SCOPE PHRASE IN CLAUSE(clauseType) IN customOption(name)
{
    rule(s)
}

For example, the following definition:

SCOPE PHRASE IN CLAUSE(INDEPENDENT) IN SECTION(LEAD)
{
    //rule(s)//
}

will act upon a rule on a text block recognized as a noun phrase, contained in an independent clause, which is in turn included in the section containing the lead paragraph.

The use of such complex combinations aims to identify a very precise and limited area for the rule to act upon; in fact, the hits generated by rules with this kind of scope are more likely to be characterized by high precision rather than high recall.

IF NOT IN SEGMENT

IF NOT IN SEGMENT is a constraint thanks to which a rule doesn't trigger if it's inside a segment.

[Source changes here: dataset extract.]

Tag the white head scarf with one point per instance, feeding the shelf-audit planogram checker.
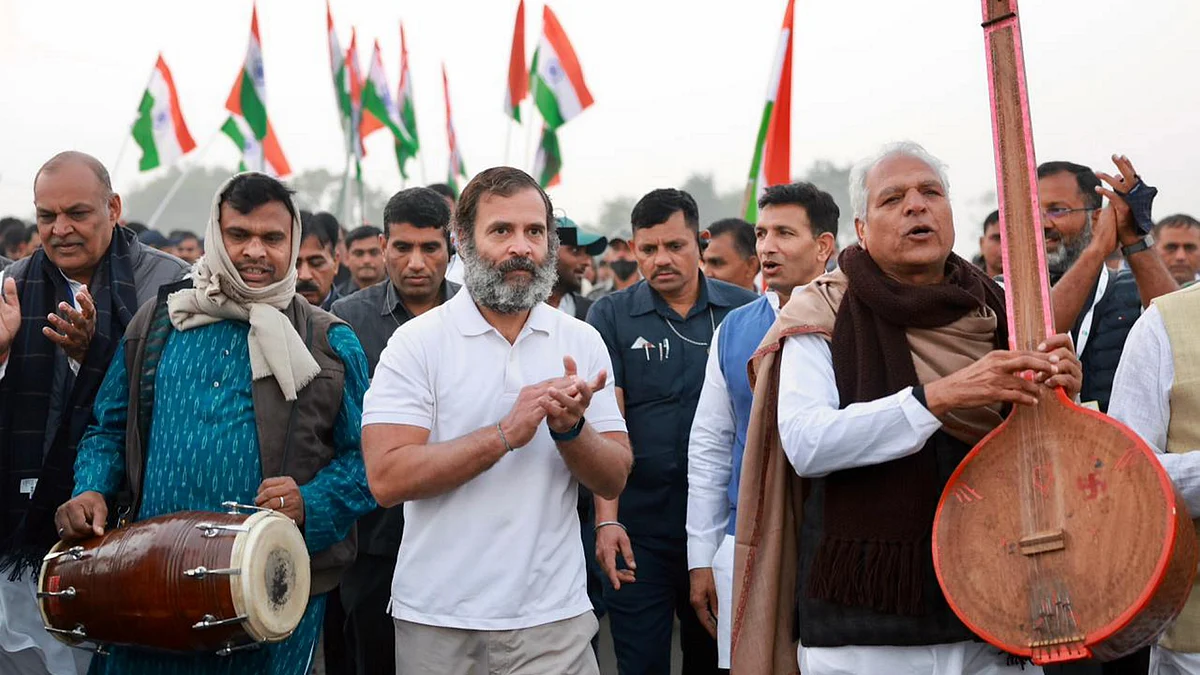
(219, 293)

Consider the following segment made of these lemmas:

SEGMENT(EVENT)
{
    LEMMA("storm", "snowfall", "tornado", "hurricane")
}

and this categorization rule:

SCOPE SENTENCE IF NOT IN SEGMENT(EVENT)
{
    DOMAIN(dom1)
    {
        LEMMA("destroy")
    }
}

If the latter is applied to the following text:

The storm and the hurricane destroyed everything around the area.

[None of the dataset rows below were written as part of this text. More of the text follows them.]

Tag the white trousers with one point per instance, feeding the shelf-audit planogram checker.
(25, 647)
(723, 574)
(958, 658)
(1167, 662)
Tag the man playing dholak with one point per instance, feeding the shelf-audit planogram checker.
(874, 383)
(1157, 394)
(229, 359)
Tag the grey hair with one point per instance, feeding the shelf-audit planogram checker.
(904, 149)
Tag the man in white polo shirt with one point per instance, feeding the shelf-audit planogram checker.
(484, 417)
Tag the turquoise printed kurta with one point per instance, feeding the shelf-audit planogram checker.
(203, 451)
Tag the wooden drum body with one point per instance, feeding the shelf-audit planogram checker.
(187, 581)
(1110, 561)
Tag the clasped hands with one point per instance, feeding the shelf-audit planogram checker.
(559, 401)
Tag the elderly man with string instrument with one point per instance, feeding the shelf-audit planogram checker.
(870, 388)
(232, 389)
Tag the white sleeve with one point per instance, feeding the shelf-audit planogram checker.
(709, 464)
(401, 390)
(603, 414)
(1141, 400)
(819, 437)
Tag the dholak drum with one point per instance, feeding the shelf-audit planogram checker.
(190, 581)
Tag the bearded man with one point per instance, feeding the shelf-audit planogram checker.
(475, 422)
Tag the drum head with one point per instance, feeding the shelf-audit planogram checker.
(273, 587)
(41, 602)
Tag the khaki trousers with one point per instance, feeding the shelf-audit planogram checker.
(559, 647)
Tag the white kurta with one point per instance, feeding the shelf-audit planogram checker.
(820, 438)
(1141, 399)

you will get no categorization output, because the SCOPE option will let the rule trigger only if it is not found within the specified segment.

IN SECTION(sectionName:segmentName)

IN SECTION(sectionName:segmentName) is another way to combine standard and custom scope options in a rule.

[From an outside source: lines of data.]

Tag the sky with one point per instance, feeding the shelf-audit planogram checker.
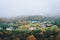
(10, 8)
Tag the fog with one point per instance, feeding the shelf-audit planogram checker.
(10, 8)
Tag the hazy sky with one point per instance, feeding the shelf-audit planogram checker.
(9, 8)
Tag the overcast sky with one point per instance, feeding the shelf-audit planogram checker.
(9, 8)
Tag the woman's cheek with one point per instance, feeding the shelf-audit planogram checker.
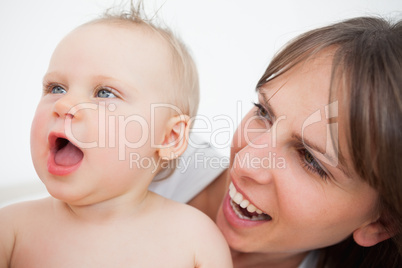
(242, 134)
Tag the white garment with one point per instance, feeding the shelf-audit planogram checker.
(196, 169)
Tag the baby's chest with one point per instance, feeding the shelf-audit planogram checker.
(51, 248)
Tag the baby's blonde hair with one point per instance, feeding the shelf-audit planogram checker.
(185, 94)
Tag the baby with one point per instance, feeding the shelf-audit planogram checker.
(116, 87)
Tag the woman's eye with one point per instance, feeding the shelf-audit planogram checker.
(105, 93)
(311, 164)
(262, 112)
(58, 90)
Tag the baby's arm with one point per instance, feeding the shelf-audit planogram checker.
(7, 236)
(211, 247)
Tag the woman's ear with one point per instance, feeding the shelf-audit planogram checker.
(371, 234)
(176, 137)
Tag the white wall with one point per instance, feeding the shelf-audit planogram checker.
(231, 40)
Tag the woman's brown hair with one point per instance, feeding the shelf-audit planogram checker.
(367, 67)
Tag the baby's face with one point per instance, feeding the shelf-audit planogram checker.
(94, 133)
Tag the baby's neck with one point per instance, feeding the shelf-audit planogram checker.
(257, 260)
(105, 211)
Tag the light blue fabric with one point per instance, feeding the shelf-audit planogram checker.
(196, 169)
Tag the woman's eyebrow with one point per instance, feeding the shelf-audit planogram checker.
(268, 107)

For example, the following situation with segments, sections and an extraction rule:

SEGMENTS
{
    @MY_SEGMENT
}

SECTIONS
{
    @TITLE,
    @BODY
}

TEMPLATE(PERSONAL_DATA)
{
    @FULL_NAME
}

SCOPE SENTENCE
{
    SEGMENT(MY_SEGMENT)
    {
        KEYWORD("life and death")
        >>
        TYPE(PRE)
        >>
        TYPE(NPH)
    }
}

SCOPE SENTENCE IN SECTION(TITLE:MY_SEGMENT)
{
    IDENTIFY(PERSONAL_DATA)
    {
        @FULL_NAME[TYPE(NPH)]
    }
}

applied to this text:

Life and death of Julius Ceasar
Gaius Julius Caesar (12 July 100 BC - 15 March 44 BC) was a Roman general and statesman. A member of the First Triumvirate, Caesar led the Roman armies in the Gallic Wars before defeating his political rival Pompey in a civil war, and subsequently became dictator from 49 BC until his assassination in 44 BC. He played a critical role in the events that led to the demise of the Roman Republic and the rise of the Roman Empire.

will extract the proper name Julius Ceasar only if it is in the title of the article—Life and death of Julius Ceasar—because of the rule scope that can be summarized as follows: extract proper names only if they are in the scope of a sentence contained in a specific region of text given by the intersection of a section called TITLE and a segment called MY_SEGMENT.